Pakistan’s shortfall looms at a time when the cotton market is already tight because of surging demand in China and low supplies elsewhere. Cotton on the ICE Futures exchange, a benchmark, has neared 90 cents a pound, the highest since March 2008, and close to a level last seen in 1995. Prices have gained 12 per cent in the past month.
Clothing companies, such as Levi Strauss or UK-based Next, have warned of rising retail prices. Jagdish Parihar, managing director of global cotton at Olam, the trading house, says the floods have “created a scare of cotton shortage”, adding that even before the disaster the “world supply-demand balance was extremely tight.”
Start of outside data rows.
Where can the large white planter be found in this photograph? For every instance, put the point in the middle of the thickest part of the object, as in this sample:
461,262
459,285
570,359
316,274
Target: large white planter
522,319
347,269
The International Cotton Advisory Committee, an intergovernmental body, this week lowered its forecast for Pakistan’s crop by 15 percent, or 300,000 tonnes, to 1.9m tonnes. The ICAC estimates that 6-8 percent of the cotton growing area has been lost entirely and persistent moisture after the deluge could aggravate losses.
However, experts say precise damage assessments are impossible until the waters subside. “We admit it’s just a flat-out guess,” says Terry Townsend, the committee’s executive director in Washington. In Pakistan, analysts fear the worst.
“In some of the most vital areas for cotton, the floods have damaged as much as 80 per cent of the fields. The worst is not yet over, with more rains still being predicted,” says Muneeruddin Khan, former head of the cotton research institute of Punjab. Mr Khan believes that well over a third of the crop in Punjab and Sindh, another cotton-rich province, is in danger of being lost.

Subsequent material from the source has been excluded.